[Improvement] Add Support for Inspecting Tables in Datalake Formats like Iceberg

apache / gravitino

World's most powerful open data catalog for building a high-performance, geo-distributed and federated metadata lake.

https://gravitino.apache.org

Apache License 2.0

1.09k stars 343 forks source link

[Improvement] Add Support for Inspecting Tables in Datalake Formats like Iceberg #4798

Open theoryxu opened 2 months ago

theoryxu commented 2 months ago

What would you like to be improved?

In addition to regular table functions, datalake table formats offer various capabilities for inspecting tables.

For instance, Iceberg can display valid snapshots for a table or show a table's current file manifests.

However, Gravitino catalogs currently lack this support, and there is no designated place for it in the General API hierarchy.

Incorporating this support into Gravitino would help users better manage their datalakes.

How should we improve?

No response

FANNG1 commented 2 months ago

This is something like querying metadata tables. It seems reasonable to support it in Gravitino. My concern is that it may require too many resources to produce the metadata.

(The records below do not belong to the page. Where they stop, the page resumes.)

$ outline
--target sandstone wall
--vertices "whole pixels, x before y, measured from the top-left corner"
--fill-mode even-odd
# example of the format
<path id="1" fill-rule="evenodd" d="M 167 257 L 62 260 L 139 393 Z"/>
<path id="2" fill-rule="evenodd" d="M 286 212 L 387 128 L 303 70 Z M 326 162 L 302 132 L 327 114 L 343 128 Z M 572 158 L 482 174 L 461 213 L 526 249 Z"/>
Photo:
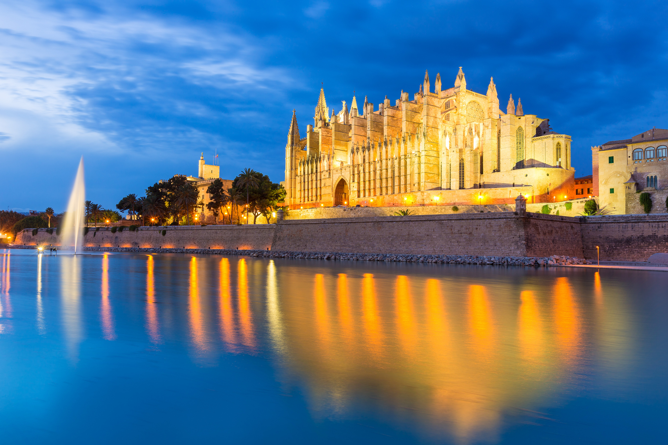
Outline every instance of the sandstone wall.
<path id="1" fill-rule="evenodd" d="M 181 226 L 142 227 L 112 234 L 110 228 L 92 229 L 84 237 L 84 246 L 90 247 L 165 248 L 187 249 L 257 249 L 271 248 L 275 224 L 248 226 Z M 162 235 L 162 231 L 165 235 Z M 17 236 L 19 244 L 59 246 L 55 232 L 49 235 L 39 229 L 33 236 L 30 230 Z"/>
<path id="2" fill-rule="evenodd" d="M 162 236 L 164 230 L 166 235 Z M 17 238 L 20 244 L 53 244 L 39 229 Z M 145 227 L 136 232 L 91 230 L 85 246 L 334 252 L 373 254 L 538 256 L 567 255 L 647 261 L 668 252 L 668 214 L 574 218 L 514 212 L 295 219 L 248 226 Z"/>
<path id="3" fill-rule="evenodd" d="M 668 214 L 591 216 L 580 224 L 587 258 L 647 261 L 651 255 L 668 252 Z"/>
<path id="4" fill-rule="evenodd" d="M 285 219 L 319 219 L 324 218 L 370 217 L 393 216 L 399 210 L 410 210 L 413 215 L 459 215 L 490 211 L 514 211 L 515 203 L 480 205 L 418 205 L 415 207 L 317 207 L 290 210 Z"/>
<path id="5" fill-rule="evenodd" d="M 522 219 L 512 212 L 291 220 L 281 227 L 277 250 L 524 254 Z"/>

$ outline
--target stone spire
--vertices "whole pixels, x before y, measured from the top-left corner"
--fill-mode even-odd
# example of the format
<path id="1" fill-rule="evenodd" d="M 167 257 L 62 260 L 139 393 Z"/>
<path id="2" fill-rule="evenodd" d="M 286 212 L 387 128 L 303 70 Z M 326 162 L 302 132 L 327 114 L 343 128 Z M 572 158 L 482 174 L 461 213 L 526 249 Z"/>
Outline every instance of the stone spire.
<path id="1" fill-rule="evenodd" d="M 508 107 L 506 108 L 506 112 L 508 114 L 515 114 L 515 101 L 512 100 L 512 95 L 510 95 L 510 98 L 508 99 Z"/>
<path id="2" fill-rule="evenodd" d="M 350 104 L 350 117 L 355 117 L 359 115 L 359 110 L 357 109 L 357 99 L 353 95 L 353 102 Z"/>
<path id="3" fill-rule="evenodd" d="M 462 67 L 460 67 L 460 70 L 457 72 L 457 77 L 455 77 L 455 88 L 457 87 L 462 86 L 464 84 L 464 88 L 466 87 L 466 78 L 464 75 L 464 71 L 462 71 Z"/>
<path id="4" fill-rule="evenodd" d="M 493 96 L 496 95 L 496 85 L 494 84 L 494 78 L 490 77 L 490 84 L 487 86 L 487 95 Z"/>
<path id="5" fill-rule="evenodd" d="M 338 120 L 341 123 L 347 125 L 349 123 L 348 119 L 349 119 L 350 114 L 348 113 L 348 105 L 345 103 L 345 101 L 341 101 L 341 103 L 343 105 L 343 108 L 341 108 L 341 113 L 339 114 L 341 119 L 339 119 Z"/>
<path id="6" fill-rule="evenodd" d="M 517 99 L 517 113 L 515 113 L 516 116 L 523 116 L 524 115 L 524 111 L 522 109 L 522 97 Z"/>
<path id="7" fill-rule="evenodd" d="M 327 122 L 329 114 L 329 109 L 327 107 L 327 101 L 325 100 L 325 89 L 321 88 L 320 97 L 318 97 L 318 105 L 315 106 L 315 115 L 313 116 L 316 125 L 318 123 L 318 119 L 322 120 L 323 122 Z"/>
<path id="8" fill-rule="evenodd" d="M 293 120 L 290 123 L 290 131 L 288 131 L 288 136 L 291 135 L 296 137 L 297 141 L 299 140 L 299 127 L 297 125 L 297 111 L 293 110 Z"/>

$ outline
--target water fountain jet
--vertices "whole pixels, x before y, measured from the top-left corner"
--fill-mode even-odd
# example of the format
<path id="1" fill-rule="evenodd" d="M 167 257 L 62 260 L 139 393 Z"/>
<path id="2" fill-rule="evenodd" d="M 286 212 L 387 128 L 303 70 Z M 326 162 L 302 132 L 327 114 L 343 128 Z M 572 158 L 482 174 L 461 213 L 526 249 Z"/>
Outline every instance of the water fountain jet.
<path id="1" fill-rule="evenodd" d="M 63 249 L 71 246 L 74 254 L 81 252 L 84 242 L 84 220 L 86 207 L 86 185 L 84 181 L 84 157 L 81 156 L 74 179 L 74 186 L 67 203 L 67 211 L 65 213 L 61 231 L 60 246 Z M 65 247 L 67 246 L 67 248 Z"/>

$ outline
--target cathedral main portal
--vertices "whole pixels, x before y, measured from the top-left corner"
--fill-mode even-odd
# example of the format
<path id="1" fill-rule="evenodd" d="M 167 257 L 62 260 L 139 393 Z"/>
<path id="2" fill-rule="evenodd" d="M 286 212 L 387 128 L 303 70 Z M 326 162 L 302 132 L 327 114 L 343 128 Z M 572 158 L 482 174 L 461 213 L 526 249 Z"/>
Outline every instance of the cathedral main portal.
<path id="1" fill-rule="evenodd" d="M 348 203 L 348 184 L 345 179 L 341 179 L 336 185 L 334 191 L 334 205 L 345 205 Z"/>

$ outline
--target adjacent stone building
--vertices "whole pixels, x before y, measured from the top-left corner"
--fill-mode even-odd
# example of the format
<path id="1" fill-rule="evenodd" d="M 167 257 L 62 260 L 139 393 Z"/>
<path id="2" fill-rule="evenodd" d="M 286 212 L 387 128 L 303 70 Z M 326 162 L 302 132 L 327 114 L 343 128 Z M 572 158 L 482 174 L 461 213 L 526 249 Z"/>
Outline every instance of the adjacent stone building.
<path id="1" fill-rule="evenodd" d="M 614 213 L 643 211 L 639 193 L 651 195 L 651 213 L 665 213 L 668 129 L 653 128 L 631 139 L 592 147 L 594 194 Z"/>
<path id="2" fill-rule="evenodd" d="M 323 89 L 313 123 L 300 134 L 296 113 L 285 147 L 291 208 L 330 205 L 512 203 L 574 197 L 570 137 L 549 120 L 524 114 L 510 95 L 499 108 L 496 85 L 466 88 L 460 67 L 454 86 L 428 73 L 412 99 L 401 91 L 377 107 L 353 97 L 338 113 Z"/>

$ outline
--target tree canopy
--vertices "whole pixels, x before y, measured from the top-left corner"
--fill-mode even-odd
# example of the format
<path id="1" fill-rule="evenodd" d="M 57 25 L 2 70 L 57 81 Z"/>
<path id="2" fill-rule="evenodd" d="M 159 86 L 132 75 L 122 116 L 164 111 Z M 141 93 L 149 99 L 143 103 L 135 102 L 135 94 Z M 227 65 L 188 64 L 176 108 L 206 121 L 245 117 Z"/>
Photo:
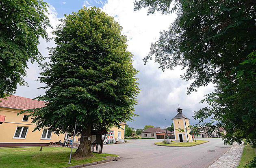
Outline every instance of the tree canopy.
<path id="1" fill-rule="evenodd" d="M 168 127 L 166 128 L 166 129 L 169 131 L 174 131 L 174 128 L 173 123 L 171 123 L 171 126 L 170 126 L 169 127 Z"/>
<path id="2" fill-rule="evenodd" d="M 143 129 L 137 129 L 136 130 L 136 135 L 141 135 L 141 132 L 143 131 Z"/>
<path id="3" fill-rule="evenodd" d="M 132 136 L 133 135 L 135 134 L 135 129 L 132 127 L 129 127 L 128 125 L 125 125 L 125 128 L 124 129 L 124 136 L 126 137 L 129 138 Z"/>
<path id="4" fill-rule="evenodd" d="M 145 126 L 144 126 L 144 128 L 143 128 L 143 130 L 147 130 L 148 128 L 154 128 L 154 127 L 153 125 L 146 125 Z"/>
<path id="5" fill-rule="evenodd" d="M 143 7 L 149 7 L 148 14 L 177 15 L 152 44 L 145 64 L 154 56 L 163 70 L 182 66 L 186 70 L 182 79 L 193 80 L 188 95 L 213 83 L 215 91 L 201 102 L 210 106 L 195 112 L 194 119 L 211 118 L 213 122 L 204 125 L 209 132 L 223 127 L 226 143 L 244 138 L 256 147 L 256 1 L 135 2 L 135 10 Z"/>
<path id="6" fill-rule="evenodd" d="M 0 98 L 13 94 L 17 83 L 26 84 L 28 62 L 42 58 L 37 45 L 50 26 L 47 6 L 41 0 L 0 1 Z"/>
<path id="7" fill-rule="evenodd" d="M 32 113 L 36 130 L 81 136 L 76 157 L 89 156 L 92 130 L 132 119 L 139 89 L 121 27 L 98 8 L 65 15 L 53 32 L 56 46 L 42 65 L 46 106 Z"/>

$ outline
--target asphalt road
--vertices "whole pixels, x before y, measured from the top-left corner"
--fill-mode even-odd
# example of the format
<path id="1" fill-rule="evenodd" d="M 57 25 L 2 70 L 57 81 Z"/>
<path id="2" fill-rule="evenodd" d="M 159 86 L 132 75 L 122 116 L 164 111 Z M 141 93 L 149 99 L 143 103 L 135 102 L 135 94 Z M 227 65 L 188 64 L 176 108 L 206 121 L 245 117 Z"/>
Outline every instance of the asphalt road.
<path id="1" fill-rule="evenodd" d="M 191 147 L 154 145 L 154 142 L 161 141 L 159 139 L 131 140 L 126 143 L 108 145 L 103 147 L 103 153 L 116 154 L 121 158 L 87 167 L 207 168 L 230 147 L 224 145 L 221 138 L 200 139 L 209 142 Z"/>

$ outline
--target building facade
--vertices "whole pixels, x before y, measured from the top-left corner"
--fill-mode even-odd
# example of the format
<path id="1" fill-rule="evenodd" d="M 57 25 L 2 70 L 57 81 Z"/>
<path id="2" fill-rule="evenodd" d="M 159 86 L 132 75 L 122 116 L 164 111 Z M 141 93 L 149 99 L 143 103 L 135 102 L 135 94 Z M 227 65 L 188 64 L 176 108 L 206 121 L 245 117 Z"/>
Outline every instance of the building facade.
<path id="1" fill-rule="evenodd" d="M 44 102 L 11 96 L 1 99 L 0 115 L 4 117 L 0 124 L 0 147 L 48 145 L 50 142 L 63 142 L 65 134 L 59 136 L 48 128 L 32 132 L 36 125 L 29 113 L 17 115 L 24 110 L 44 106 Z"/>
<path id="2" fill-rule="evenodd" d="M 47 128 L 33 132 L 36 125 L 28 116 L 30 113 L 17 114 L 24 110 L 42 107 L 45 102 L 13 95 L 7 98 L 0 99 L 0 147 L 48 145 L 60 140 L 63 142 L 72 136 L 68 133 L 58 136 Z M 121 128 L 113 128 L 108 132 L 110 143 L 124 141 L 126 123 L 119 124 Z M 80 141 L 80 138 L 75 136 L 74 141 Z"/>
<path id="3" fill-rule="evenodd" d="M 175 142 L 193 142 L 192 136 L 189 134 L 190 129 L 188 128 L 189 126 L 189 119 L 182 113 L 182 109 L 180 107 L 176 110 L 177 115 L 171 119 L 174 122 L 174 136 Z M 176 129 L 180 128 L 184 130 L 184 132 L 178 131 Z"/>

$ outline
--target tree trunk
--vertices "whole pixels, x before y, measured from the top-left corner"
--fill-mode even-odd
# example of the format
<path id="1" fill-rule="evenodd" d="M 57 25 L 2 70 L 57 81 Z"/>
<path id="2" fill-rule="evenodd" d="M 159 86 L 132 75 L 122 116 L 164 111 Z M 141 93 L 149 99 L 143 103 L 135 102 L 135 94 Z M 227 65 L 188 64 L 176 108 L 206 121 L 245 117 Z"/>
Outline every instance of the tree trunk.
<path id="1" fill-rule="evenodd" d="M 87 124 L 86 129 L 82 131 L 80 144 L 73 155 L 74 158 L 87 157 L 93 155 L 91 151 L 91 140 L 88 140 L 88 137 L 91 136 L 91 124 L 89 123 Z"/>

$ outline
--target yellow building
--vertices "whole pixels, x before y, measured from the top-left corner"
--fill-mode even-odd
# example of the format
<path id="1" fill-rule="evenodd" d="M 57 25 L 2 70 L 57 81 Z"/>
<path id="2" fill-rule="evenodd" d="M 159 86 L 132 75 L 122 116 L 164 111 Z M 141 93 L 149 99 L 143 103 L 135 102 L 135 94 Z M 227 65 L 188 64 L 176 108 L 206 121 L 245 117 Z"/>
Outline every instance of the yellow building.
<path id="1" fill-rule="evenodd" d="M 180 107 L 176 110 L 178 111 L 178 113 L 171 119 L 174 122 L 175 142 L 187 142 L 188 140 L 189 142 L 192 142 L 192 136 L 189 134 L 190 129 L 188 128 L 189 126 L 190 119 L 182 114 L 182 109 Z M 176 129 L 178 128 L 184 130 L 184 132 L 176 131 Z"/>
<path id="2" fill-rule="evenodd" d="M 11 95 L 7 99 L 0 99 L 0 147 L 48 145 L 50 142 L 64 142 L 69 133 L 56 134 L 48 128 L 32 132 L 36 126 L 32 123 L 29 113 L 17 114 L 25 110 L 42 107 L 45 102 Z M 124 140 L 124 123 L 121 128 L 113 128 L 108 132 L 110 142 Z M 75 137 L 74 141 L 80 137 Z"/>

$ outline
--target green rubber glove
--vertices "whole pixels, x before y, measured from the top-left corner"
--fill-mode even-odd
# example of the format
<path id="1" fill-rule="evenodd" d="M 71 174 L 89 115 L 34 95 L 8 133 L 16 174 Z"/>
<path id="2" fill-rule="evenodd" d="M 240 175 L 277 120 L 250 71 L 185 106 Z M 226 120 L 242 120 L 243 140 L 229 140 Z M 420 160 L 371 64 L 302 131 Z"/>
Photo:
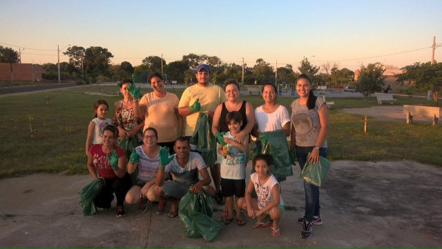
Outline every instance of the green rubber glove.
<path id="1" fill-rule="evenodd" d="M 294 150 L 289 150 L 289 157 L 290 157 L 290 162 L 291 164 L 295 165 L 295 159 L 296 159 L 296 155 Z"/>
<path id="2" fill-rule="evenodd" d="M 109 155 L 106 155 L 108 157 L 108 160 L 109 161 L 109 164 L 112 166 L 112 169 L 113 171 L 118 171 L 119 168 L 118 168 L 118 155 L 117 155 L 117 152 L 115 150 L 112 150 L 112 157 L 109 157 Z"/>
<path id="3" fill-rule="evenodd" d="M 140 90 L 140 87 L 138 88 L 138 89 L 137 89 L 135 84 L 132 83 L 127 87 L 127 91 L 131 94 L 131 95 L 133 98 L 133 100 L 138 100 L 140 92 L 141 92 Z"/>
<path id="4" fill-rule="evenodd" d="M 191 106 L 191 107 L 192 108 L 192 110 L 194 112 L 199 112 L 200 109 L 201 109 L 201 104 L 200 103 L 200 102 L 198 102 L 199 101 L 200 101 L 200 98 L 196 99 L 196 101 L 195 101 L 195 103 L 193 103 L 193 104 Z"/>
<path id="5" fill-rule="evenodd" d="M 224 141 L 224 132 L 216 132 L 216 135 L 215 135 L 215 137 L 216 137 L 216 139 L 218 141 L 218 143 L 222 146 L 225 146 L 226 144 L 227 144 Z"/>
<path id="6" fill-rule="evenodd" d="M 160 164 L 166 166 L 168 165 L 171 161 L 173 160 L 174 156 L 169 157 L 169 148 L 167 147 L 162 147 L 160 149 Z"/>
<path id="7" fill-rule="evenodd" d="M 140 161 L 140 155 L 138 155 L 138 153 L 137 153 L 137 152 L 135 150 L 133 150 L 132 151 L 132 154 L 131 154 L 129 161 L 132 164 L 135 164 L 135 163 L 137 163 Z"/>
<path id="8" fill-rule="evenodd" d="M 261 143 L 267 143 L 267 139 L 265 138 L 265 135 L 264 134 L 261 134 L 258 137 L 259 137 L 260 140 L 261 140 Z"/>

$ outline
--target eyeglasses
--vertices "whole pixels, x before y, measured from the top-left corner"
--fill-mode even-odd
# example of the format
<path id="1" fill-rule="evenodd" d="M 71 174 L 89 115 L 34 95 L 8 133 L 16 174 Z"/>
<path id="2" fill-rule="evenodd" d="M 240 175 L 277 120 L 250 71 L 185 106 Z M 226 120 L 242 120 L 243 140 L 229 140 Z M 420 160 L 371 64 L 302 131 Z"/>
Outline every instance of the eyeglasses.
<path id="1" fill-rule="evenodd" d="M 233 89 L 232 90 L 227 90 L 226 93 L 230 94 L 231 92 L 239 92 L 239 91 L 237 89 Z"/>

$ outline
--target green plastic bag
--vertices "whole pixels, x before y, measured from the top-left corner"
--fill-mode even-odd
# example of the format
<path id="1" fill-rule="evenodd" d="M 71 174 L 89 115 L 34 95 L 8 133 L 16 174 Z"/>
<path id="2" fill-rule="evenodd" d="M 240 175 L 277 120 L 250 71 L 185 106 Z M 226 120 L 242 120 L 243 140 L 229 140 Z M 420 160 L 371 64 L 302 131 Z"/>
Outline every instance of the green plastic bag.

We could leverage K8s, but they will introduce complexity for Gravitino. @jerryshao @caican00 @shaofengshi @xunliu WDYT?

jerryshao commented 2 months ago

I think we can have that API design to support querying metadata table first, whether it is too costly or not depends on the underlying sources

caican00 commented 2 months ago

I think we have best to discuss the scope of the ability and related scenarios at first.

the issue is also related to this discussion, and imo, it seems reasonable to simply get the metadata of the metadata tables from gravitino.

However, it seems unreasonable to read data from the metadata tables through gravitino, the data should be read through the connector.

in addition, metadata tables should not support operations such as create, alter, and drop in gravitino.

FANNG1 commented 2 months ago

Snapshots are similar to columns in which they are part of the table metadata. Whether we support modification operations, such as changing snapshots, can be determined based on user requirements.

caican00 commented 2 months ago

Snapshots are similar to columns in that they are part of the table metadata. Whether we support modification operations, such as changing snapshots, can be determined based on user requirements.

why not use spark-procedures directly?

If gravitino supports modification operations on the metadata tables, for example, deleting a snapshot, the corresponding data file also needs to be deleted. If gravitino is used to perform this operation, the rest api is likely to time out.

FANNG1 commented 2 months ago

Snapshots are similar to columns in that they are part of the table metadata. Whether we support modification operations, such as changing snapshots, can be determined based on user requirements.

why not use spark-procedures directly?

If gravitino supports modification operations on the metadata tables, for example, deleting a snapshot, the corresponding data file also needs to be deleted. If gravitino is used to perform this operation, the rest api is likely to time out.

we could query table metadata by Spark or Flink, but it's heavy and hard for normal users, with a REST interface , it's simple to query snapshots like metadata for end users or other internal systems.